In the mid-1980s, those go-go years, Robert Ringer burst upon the book world with two self-published books that were later taken on by Fawcett and sold millions of copies: Winning Through Intimidation and Looking Out for Number One. Now Ringer is back, with agent Jane Dystel and a new book, tentatively titled Rational Living in an Irrational World, which Jane just sold to Wendy Hubbard at Jeremy Tarcher, an imprint at Penguin Putnam. Hubbard sees it as an updated version of Number One, tailored to this rather more easygoing time, and Dystel says the author is planning a new series of books.

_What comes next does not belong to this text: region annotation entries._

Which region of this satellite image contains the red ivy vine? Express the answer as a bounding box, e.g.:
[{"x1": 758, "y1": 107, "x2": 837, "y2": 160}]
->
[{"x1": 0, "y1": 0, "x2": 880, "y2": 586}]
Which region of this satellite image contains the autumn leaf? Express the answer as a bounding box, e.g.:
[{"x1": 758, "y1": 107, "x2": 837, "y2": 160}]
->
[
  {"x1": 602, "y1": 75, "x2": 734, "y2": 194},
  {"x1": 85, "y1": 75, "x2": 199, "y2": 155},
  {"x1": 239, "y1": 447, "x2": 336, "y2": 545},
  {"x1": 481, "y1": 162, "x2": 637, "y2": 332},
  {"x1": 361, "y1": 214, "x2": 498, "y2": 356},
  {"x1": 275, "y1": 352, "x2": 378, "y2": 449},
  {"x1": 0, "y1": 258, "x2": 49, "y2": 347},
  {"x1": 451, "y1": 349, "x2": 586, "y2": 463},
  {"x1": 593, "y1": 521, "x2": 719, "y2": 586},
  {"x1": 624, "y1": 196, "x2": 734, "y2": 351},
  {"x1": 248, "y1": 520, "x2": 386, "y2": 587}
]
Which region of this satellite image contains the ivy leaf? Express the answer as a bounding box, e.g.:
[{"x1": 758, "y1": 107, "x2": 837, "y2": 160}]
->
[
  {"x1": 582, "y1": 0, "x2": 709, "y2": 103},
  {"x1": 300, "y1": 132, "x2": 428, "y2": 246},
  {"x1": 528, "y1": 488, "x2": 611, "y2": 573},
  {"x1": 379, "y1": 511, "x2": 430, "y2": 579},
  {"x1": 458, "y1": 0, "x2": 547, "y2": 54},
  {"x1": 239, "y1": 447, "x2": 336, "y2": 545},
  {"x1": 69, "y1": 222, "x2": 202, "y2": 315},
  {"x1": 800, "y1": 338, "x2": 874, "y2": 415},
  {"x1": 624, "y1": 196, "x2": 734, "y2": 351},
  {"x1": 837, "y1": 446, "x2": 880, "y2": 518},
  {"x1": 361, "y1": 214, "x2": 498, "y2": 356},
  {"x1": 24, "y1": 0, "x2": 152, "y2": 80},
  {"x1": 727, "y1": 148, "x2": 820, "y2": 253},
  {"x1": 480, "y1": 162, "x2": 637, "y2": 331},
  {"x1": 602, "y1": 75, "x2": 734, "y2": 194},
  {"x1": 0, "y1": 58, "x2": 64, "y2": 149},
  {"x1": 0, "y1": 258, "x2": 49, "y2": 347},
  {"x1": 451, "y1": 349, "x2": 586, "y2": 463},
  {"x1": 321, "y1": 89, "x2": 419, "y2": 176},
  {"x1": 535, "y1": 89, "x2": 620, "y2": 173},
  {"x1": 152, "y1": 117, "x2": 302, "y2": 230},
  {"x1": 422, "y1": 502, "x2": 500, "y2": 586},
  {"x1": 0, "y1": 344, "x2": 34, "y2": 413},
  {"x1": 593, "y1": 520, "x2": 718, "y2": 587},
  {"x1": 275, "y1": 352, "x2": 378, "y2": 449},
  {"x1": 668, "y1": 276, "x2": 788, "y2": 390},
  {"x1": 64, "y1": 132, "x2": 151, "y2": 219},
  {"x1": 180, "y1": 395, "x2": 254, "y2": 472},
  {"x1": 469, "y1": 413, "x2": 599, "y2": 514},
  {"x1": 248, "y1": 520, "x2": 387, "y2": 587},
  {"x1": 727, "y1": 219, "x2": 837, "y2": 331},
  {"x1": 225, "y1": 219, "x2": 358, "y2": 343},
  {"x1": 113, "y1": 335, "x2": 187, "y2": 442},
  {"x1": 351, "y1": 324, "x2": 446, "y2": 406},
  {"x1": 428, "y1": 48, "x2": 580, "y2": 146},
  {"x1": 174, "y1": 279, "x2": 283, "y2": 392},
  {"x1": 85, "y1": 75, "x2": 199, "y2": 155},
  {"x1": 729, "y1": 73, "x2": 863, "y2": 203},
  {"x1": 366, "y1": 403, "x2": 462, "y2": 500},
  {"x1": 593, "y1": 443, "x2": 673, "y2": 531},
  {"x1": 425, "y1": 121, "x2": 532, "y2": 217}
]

The deal was for world rights, and the book should be ready for next fall.

SHORT TAKES

The daughter of a famous father, Bliss Broyard, who published a well-received book of stories with Knopf earlier this year, is doing a memoir of her father, Anatole, called Mixed Blood, and Little, Brown's Michael Pietsch has bought this, and an unwritten novel, in a two-book six-figure deal from Jennifer Rudolph Walsh at Virginia Barber.... One of the more eagerly anticipated books being talked about in Frankfurt hasn't been written yet: it's a planned nonfiction book by novelist Robert Stone, his first, about the '60s, a decade that helped shape him and his work. It was commissioned by an old friend, Dan Halpern at HarperCollins's Ecco Press imprint, and Stone's agent, Neal Olson at Donadio & Olson, helped clear the deal with Stone's regular publisher, Houghton Mifflin.